September 29, 2002|By Jim Haner, Kimberly A.C. Wilson and John B. O'Donnell | Jim Haner, Kimberly A.C. Wilson and John B. O'Donnell,SUN STAFF
In at least three recent trials, defense attorneys have exploited glaring errors in crime scene diagrams drawn by police evidence technicians. In one case, defense attorneys accused police of deliberately omitting a row of parked cars from their diagram to cover up the fact that it would have blocked witnesses from seeing a 1999 execution-style shooting in East Baltimore. The flawed drawing helped win an acquittal for Dante Williams, 28, a convicted drug dealer previously acquitted in an attempted murder.
In the Stennett case, a wrecked police car held as evidence was inadvertently sold for scrap. Similarly, three men were acquitted in March 2000 in the murder of Shawn L. Suggs when a detective admitted to accidentally destroying bullet casings and bloody clothes in the case. Likewise, murder defendant William T. Flowers pleaded guilty in 1999 to reduced charges in a pool hall shooting after detectives admitted losing mug shots used to identify him as a suspect.
Despite repeated pleas from prosecutors, detectives have sometimes closed murder investigations on nothing more than the testimony of children - who are famously unreliable witnesses. As with the 10-year-old boy in the Quortez Jackson murder, two young sisters whom police relied upon to identify the killer of a Korean grocer in 1997 waffled on the witness stand and couldn't pick out the suspect in the courtroom.
Three months later, defendant Juwarren Bowers shot his aunt's fiance in the face.
Said Westveer of the FBI Academy: "It's a reflection on your whole agency if you don't have the [evidence]. I would be embarrassed to get into court on a case - and I'm speaking for myself - and testify that I don't recall.
"Once you say that, you're dead in the water. You have no credibility at all. If you forgot about that, you probably forgot about everything else. That's the perception the jury gets, even though it may not be true."
Homicide detectives are supposed to be in total command of the crime scene, Westveer said, acting as supervisors of all officers and technicians. It is also their duty to collect all evidence, reports, witness names and possible suspects to ensure that nothing is lost, overlooked or mishandled.
The persistent failure of detectives to do so results in disaster at the courthouse, said Ivonne Puyans, 56, a hotel housekeeper who served on the jury in the "Exxon" Davis trial.
"We were asking ourselves: `How could the detective be the one responsible for the case when he didn't seem to know the most basic things?'" she said. "When you're on a murder jury, you're being asked to take a young man and send him away to prison for the rest of his life. You're looking at him every day in the courtroom. ... You're having nightmares about the case, like, what if they got the wrong man?

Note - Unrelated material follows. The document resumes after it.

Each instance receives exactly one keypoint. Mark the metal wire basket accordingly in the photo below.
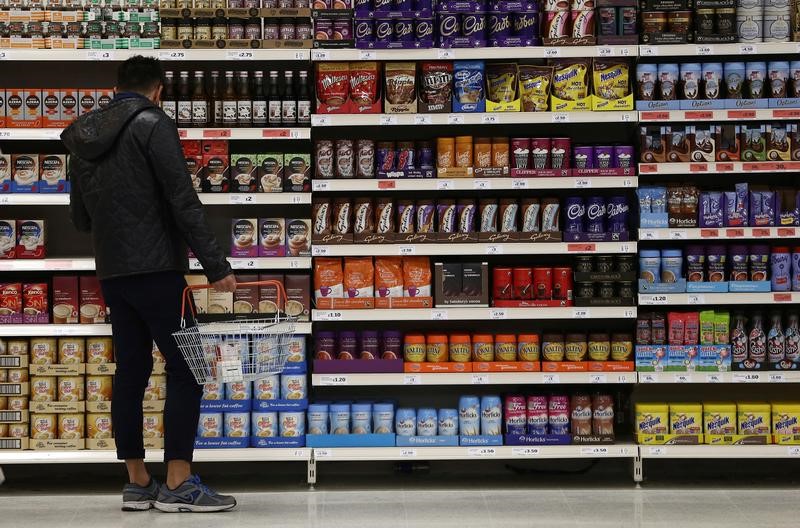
(235, 350)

"And the police are up there saying they parked a patrol car right on top of the evidence, they can't remember anything, they didn't take notes at the crime scene. They made it so hard to know what was the right thing to do."
And it was about to get harder.
Incomplete report
Whatever was left of the prosecution's case against "Exxon" Davis all but disintegrated with the testimony of evidence technician Elizabeth Patti - yet another rookie officer, with two years' experience on the Baltimore force.

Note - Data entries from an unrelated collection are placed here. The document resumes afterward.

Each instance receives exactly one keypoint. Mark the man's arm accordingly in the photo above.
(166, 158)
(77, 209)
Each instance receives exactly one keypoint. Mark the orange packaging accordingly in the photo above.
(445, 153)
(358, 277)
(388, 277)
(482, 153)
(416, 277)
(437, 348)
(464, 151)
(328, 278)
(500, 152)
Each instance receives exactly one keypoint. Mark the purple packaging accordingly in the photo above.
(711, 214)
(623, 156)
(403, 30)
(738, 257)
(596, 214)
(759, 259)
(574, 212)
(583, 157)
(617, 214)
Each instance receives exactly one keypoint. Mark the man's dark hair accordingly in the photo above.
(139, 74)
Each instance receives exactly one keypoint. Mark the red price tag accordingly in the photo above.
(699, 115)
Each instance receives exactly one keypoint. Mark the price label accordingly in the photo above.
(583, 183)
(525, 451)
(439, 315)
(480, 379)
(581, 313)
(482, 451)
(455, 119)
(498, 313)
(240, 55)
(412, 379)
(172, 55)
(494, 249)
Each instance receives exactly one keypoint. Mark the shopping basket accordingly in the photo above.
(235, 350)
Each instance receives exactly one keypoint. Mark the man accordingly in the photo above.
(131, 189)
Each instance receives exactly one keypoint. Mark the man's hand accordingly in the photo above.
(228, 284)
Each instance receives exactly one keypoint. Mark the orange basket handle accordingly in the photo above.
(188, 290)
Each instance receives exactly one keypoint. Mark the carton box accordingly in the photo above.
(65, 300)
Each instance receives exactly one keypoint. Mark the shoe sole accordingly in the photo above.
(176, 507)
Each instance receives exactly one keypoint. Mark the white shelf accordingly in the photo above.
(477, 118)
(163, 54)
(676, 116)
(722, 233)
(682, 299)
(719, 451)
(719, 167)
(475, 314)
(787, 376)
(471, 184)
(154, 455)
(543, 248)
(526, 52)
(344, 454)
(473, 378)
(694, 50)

Glowering, defense attorney Bivens came straight to the point, grilling the technician about a major omission in her official report and crime scene diagram. Nowhere had she mentioned that Officer Sheppard drove over evidence from the shooting with her police SUV.
Holding up a photograph of the bullet for the jury's inspection, Bivens turned his back on Patti and asked: "That is underneath some type of motor vehicle, is that correct?"
"Yes, it is," Patti replied.
"Is that a police vehicle?"
"I believe so."
"You didn't have any occasion to look and see if the vehicle actually rolled over or destroyed any other evidence at the crime scene, did you?"
"On my arrival, that's exactly how the vehicle was," Patti said.
Bivens spun around and faced the witness: "Would you agree that the integrity of the crime scene had been compromised?"
Patti replied: "Because I wasn't there at the time, I can't really say what the circumstances were when the officers arrived."
"Right," Bivens retorted. "Well, it sure looks bad. ... "
And in his closing argument, he made it look even worse.
Evoking the catalog of errors, omissions and general forgetfulness on the part of police, Bivens singled out the bullet fragment as symbolic of a general breakdown in control by homicide detectives that began with their failure to respond to the crime scene for more than 40 minutes.
Police, he said, had turned the scene of Quortez Jackson's murder into "a circus."